TAIPEI - Taiwan’s legislature voted Friday to legalize same-sex marriage, a first in Asia and a boost for LGBT rights activists who had championed the cause for two decades.
Lawmakers pressured by LGBT groups as well as church organizations opposed to the move approved most of a government-sponsored bill that recognizes same-sex marriages and gives couples many of the tax, insurance and child custody benefits available to male-female married couples.
That makes Taiwan the first place in Asia with a comprehensive law both allowing and laying out the terms of same-sex marriage.

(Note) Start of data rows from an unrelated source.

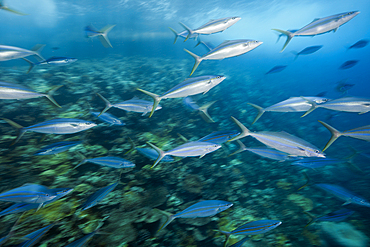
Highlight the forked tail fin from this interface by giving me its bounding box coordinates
[272,29,294,52]
[98,25,116,48]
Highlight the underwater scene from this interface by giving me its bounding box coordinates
[0,0,370,247]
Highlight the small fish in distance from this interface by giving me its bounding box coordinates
[85,25,116,48]
[272,11,360,52]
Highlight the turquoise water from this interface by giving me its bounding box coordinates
[0,0,370,247]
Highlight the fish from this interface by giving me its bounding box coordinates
[220,220,282,245]
[229,140,297,162]
[180,16,241,41]
[0,0,27,15]
[348,39,369,50]
[1,118,97,145]
[183,96,217,123]
[248,96,330,124]
[90,112,126,126]
[0,81,63,108]
[198,130,240,144]
[0,188,73,216]
[272,11,360,52]
[18,223,56,247]
[292,45,322,60]
[304,208,355,227]
[137,75,226,117]
[228,117,325,158]
[97,93,162,117]
[169,27,198,44]
[339,60,359,70]
[316,184,370,207]
[265,65,287,75]
[85,25,116,48]
[302,97,370,117]
[0,44,45,62]
[319,121,370,151]
[148,141,221,168]
[34,141,82,156]
[184,39,263,76]
[81,182,118,211]
[135,148,174,162]
[157,200,233,232]
[291,157,345,169]
[73,154,135,169]
[23,57,77,74]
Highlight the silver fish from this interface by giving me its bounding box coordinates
[184,39,263,75]
[319,121,370,151]
[272,11,360,52]
[97,93,162,117]
[180,16,241,41]
[228,117,325,157]
[1,118,97,145]
[0,45,45,61]
[85,25,116,48]
[148,141,221,168]
[248,96,330,124]
[0,82,63,108]
[302,97,370,117]
[137,75,226,117]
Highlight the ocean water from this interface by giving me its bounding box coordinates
[0,0,370,247]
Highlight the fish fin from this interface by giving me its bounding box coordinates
[184,49,202,76]
[319,120,342,152]
[228,140,247,156]
[303,211,316,228]
[180,22,194,42]
[31,44,45,62]
[227,117,250,142]
[22,57,35,74]
[1,118,27,146]
[147,142,167,169]
[155,208,176,232]
[272,29,294,52]
[168,27,179,44]
[247,103,265,124]
[198,100,217,123]
[0,6,27,15]
[96,93,112,117]
[301,96,317,117]
[177,133,189,142]
[98,25,116,48]
[45,85,63,108]
[136,88,162,117]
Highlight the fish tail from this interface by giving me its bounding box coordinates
[319,120,343,152]
[180,22,194,42]
[97,93,112,117]
[272,29,294,52]
[45,85,63,108]
[98,25,116,48]
[248,103,265,124]
[199,100,217,123]
[31,44,45,62]
[303,211,316,228]
[184,49,202,75]
[168,27,179,44]
[301,96,317,117]
[148,142,168,169]
[229,140,246,156]
[227,117,250,142]
[156,208,175,232]
[1,118,27,146]
[137,88,162,117]
[22,57,35,74]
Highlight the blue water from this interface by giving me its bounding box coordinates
[0,0,370,247]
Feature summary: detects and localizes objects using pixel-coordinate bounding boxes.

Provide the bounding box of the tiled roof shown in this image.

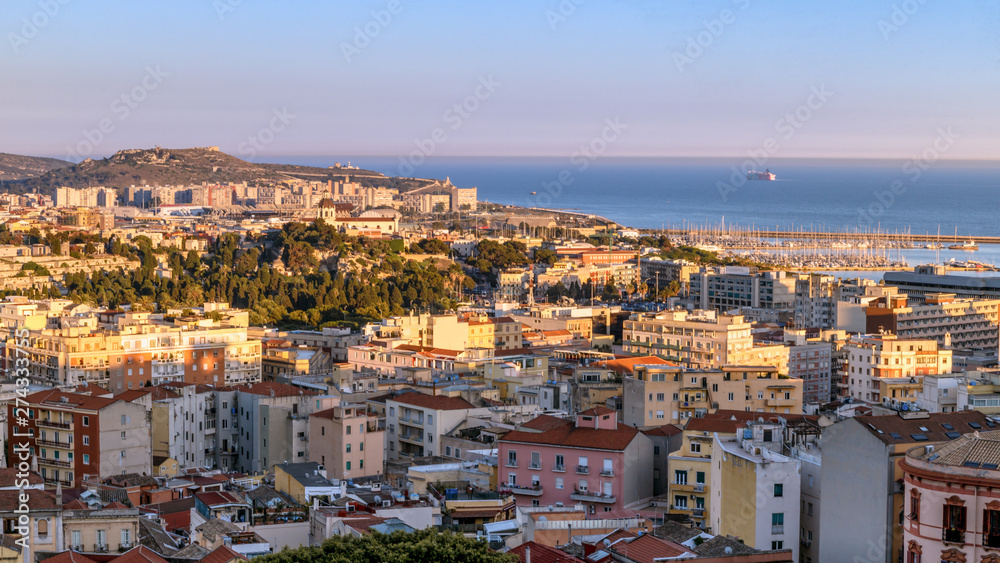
[607,534,691,563]
[0,467,43,487]
[199,545,247,563]
[507,541,583,563]
[854,411,996,444]
[500,420,639,451]
[920,430,1000,471]
[236,381,319,397]
[114,545,169,563]
[389,393,476,411]
[593,356,677,374]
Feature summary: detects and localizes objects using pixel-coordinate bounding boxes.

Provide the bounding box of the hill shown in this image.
[8,147,438,193]
[0,153,73,182]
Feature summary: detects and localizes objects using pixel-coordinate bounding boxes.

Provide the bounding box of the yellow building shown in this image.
[623,365,803,427]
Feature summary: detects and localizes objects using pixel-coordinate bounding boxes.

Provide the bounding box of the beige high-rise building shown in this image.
[622,365,802,427]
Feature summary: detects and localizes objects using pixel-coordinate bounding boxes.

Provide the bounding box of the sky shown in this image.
[0,0,1000,161]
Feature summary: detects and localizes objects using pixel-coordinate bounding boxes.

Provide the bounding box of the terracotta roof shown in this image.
[37,551,97,563]
[853,411,996,444]
[642,424,684,436]
[607,534,692,563]
[920,430,1000,471]
[0,489,59,512]
[507,541,585,563]
[593,356,677,374]
[389,393,476,411]
[199,545,247,563]
[580,407,617,416]
[236,381,319,397]
[500,414,639,451]
[0,467,43,487]
[25,389,118,411]
[114,545,169,563]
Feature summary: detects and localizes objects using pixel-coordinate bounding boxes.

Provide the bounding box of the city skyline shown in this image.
[0,0,1000,161]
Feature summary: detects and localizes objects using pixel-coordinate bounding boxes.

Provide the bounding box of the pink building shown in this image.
[899,430,1000,563]
[498,407,653,513]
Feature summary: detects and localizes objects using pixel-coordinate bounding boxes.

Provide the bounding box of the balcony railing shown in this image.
[38,457,73,467]
[569,489,616,504]
[507,485,542,497]
[35,420,70,430]
[35,438,73,450]
[941,528,965,543]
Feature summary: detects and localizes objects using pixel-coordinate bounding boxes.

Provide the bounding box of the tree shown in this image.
[256,529,517,563]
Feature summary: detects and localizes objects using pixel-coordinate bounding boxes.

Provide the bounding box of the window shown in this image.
[941,497,965,543]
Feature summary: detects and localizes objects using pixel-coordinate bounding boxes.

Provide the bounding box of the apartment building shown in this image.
[818,411,997,563]
[622,365,803,428]
[385,392,489,459]
[711,422,800,561]
[622,310,788,369]
[16,313,261,393]
[899,429,1000,561]
[865,293,1000,354]
[688,266,796,312]
[498,407,653,514]
[148,382,219,468]
[7,390,152,487]
[844,334,952,403]
[308,404,385,480]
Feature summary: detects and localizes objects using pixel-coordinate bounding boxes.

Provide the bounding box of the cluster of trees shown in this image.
[65,220,474,327]
[256,529,517,563]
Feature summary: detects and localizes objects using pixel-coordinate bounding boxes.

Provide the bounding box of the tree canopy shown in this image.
[255,529,517,563]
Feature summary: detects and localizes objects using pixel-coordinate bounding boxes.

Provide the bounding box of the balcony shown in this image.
[569,489,617,504]
[35,420,71,430]
[35,438,73,450]
[506,485,542,497]
[941,528,965,544]
[38,457,73,467]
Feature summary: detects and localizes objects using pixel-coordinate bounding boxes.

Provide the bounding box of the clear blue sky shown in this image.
[0,0,1000,160]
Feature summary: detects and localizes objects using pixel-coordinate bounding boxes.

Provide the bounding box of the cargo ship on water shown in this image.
[747,170,777,180]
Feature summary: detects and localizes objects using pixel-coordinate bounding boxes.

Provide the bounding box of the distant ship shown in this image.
[948,240,979,250]
[747,170,776,180]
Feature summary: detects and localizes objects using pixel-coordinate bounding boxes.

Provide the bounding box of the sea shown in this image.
[280,156,1000,238]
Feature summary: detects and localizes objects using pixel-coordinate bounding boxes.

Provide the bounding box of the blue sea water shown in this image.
[275,157,1000,236]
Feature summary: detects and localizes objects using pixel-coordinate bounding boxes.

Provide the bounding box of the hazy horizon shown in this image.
[0,0,1000,162]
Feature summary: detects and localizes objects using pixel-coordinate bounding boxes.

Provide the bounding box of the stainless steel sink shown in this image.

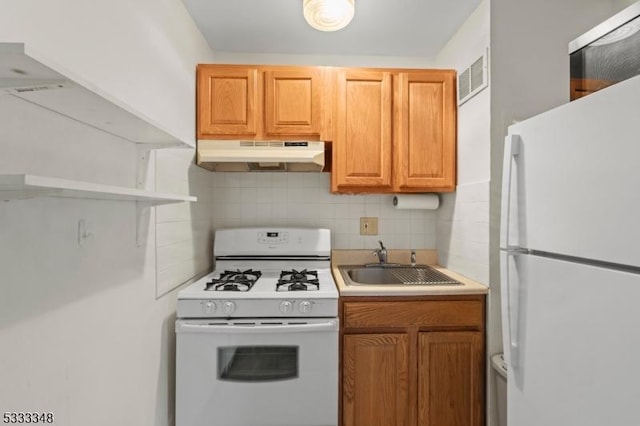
[338,264,462,285]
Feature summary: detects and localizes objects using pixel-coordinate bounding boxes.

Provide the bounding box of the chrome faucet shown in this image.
[373,240,387,265]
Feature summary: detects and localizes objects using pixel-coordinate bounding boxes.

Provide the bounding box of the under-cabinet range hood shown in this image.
[197,140,324,172]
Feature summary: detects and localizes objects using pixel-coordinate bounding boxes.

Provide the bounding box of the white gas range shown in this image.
[176,228,338,426]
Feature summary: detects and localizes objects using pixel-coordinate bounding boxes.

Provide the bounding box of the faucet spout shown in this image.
[373,241,387,265]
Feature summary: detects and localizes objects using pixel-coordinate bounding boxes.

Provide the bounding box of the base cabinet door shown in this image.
[418,331,484,426]
[342,333,409,426]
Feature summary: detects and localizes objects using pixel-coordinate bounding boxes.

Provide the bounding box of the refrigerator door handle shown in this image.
[501,249,526,375]
[500,134,522,247]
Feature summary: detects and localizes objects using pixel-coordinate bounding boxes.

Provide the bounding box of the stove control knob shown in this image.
[280,300,293,314]
[202,300,217,314]
[222,302,236,315]
[298,300,311,314]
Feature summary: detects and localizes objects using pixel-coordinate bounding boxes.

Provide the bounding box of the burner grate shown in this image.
[205,269,262,291]
[276,269,320,291]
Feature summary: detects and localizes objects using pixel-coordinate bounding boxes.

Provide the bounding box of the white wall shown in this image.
[214,51,434,68]
[436,0,491,285]
[0,0,211,426]
[0,0,212,146]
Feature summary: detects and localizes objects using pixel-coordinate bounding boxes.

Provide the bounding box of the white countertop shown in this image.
[331,250,489,296]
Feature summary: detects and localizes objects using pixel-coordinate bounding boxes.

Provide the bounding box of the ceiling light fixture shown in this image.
[302,0,355,31]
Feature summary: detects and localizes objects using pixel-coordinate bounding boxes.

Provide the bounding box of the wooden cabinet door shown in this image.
[332,69,393,190]
[342,333,410,426]
[264,67,324,139]
[197,65,261,139]
[394,70,456,192]
[418,331,484,426]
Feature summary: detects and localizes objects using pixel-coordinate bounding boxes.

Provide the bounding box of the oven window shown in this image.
[218,346,299,382]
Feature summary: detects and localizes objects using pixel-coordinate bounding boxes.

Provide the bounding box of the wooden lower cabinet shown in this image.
[418,331,484,426]
[342,333,409,426]
[340,295,485,426]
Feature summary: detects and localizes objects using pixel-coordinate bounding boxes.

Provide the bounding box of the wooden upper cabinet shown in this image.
[264,67,324,137]
[331,69,457,193]
[197,65,261,139]
[394,70,456,192]
[197,64,326,140]
[332,69,393,190]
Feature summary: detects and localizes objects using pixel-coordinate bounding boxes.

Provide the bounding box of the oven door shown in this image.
[176,318,338,426]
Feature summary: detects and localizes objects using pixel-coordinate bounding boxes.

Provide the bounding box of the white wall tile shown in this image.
[211,173,436,249]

“It’s a breakthrough, I have to say so. I could not imagine that could happen in just a few years,” said Shiau Hong-chi, professor of gender studies and communications management at Shih-Hsin University in Taiwan.
“#Taiwan’s action today should sound a clarion call, kicking off a larger movement across #Asia to ensure equality for LGBT people and pro-active protection of their rights by governments throughout the region,” Phil Robertson, deputy Asia director for Human Rights Watch, wrote on Twitter. “No more excuses!”
Thousands of people, including same-sex couples, demonstrated Friday morning in the rainy streets outside parliament before the vote. Many carried rainbow-colored placards reading “The vote cannot fail.” About 50 opponents sat under a tent outside parliament and gave speeches favoring marriage between only men and women.
In May 2017 Taiwan’s Constitutional Court said the constitution allows same-sex marriages and gave parliament two years to adjust laws accordingly.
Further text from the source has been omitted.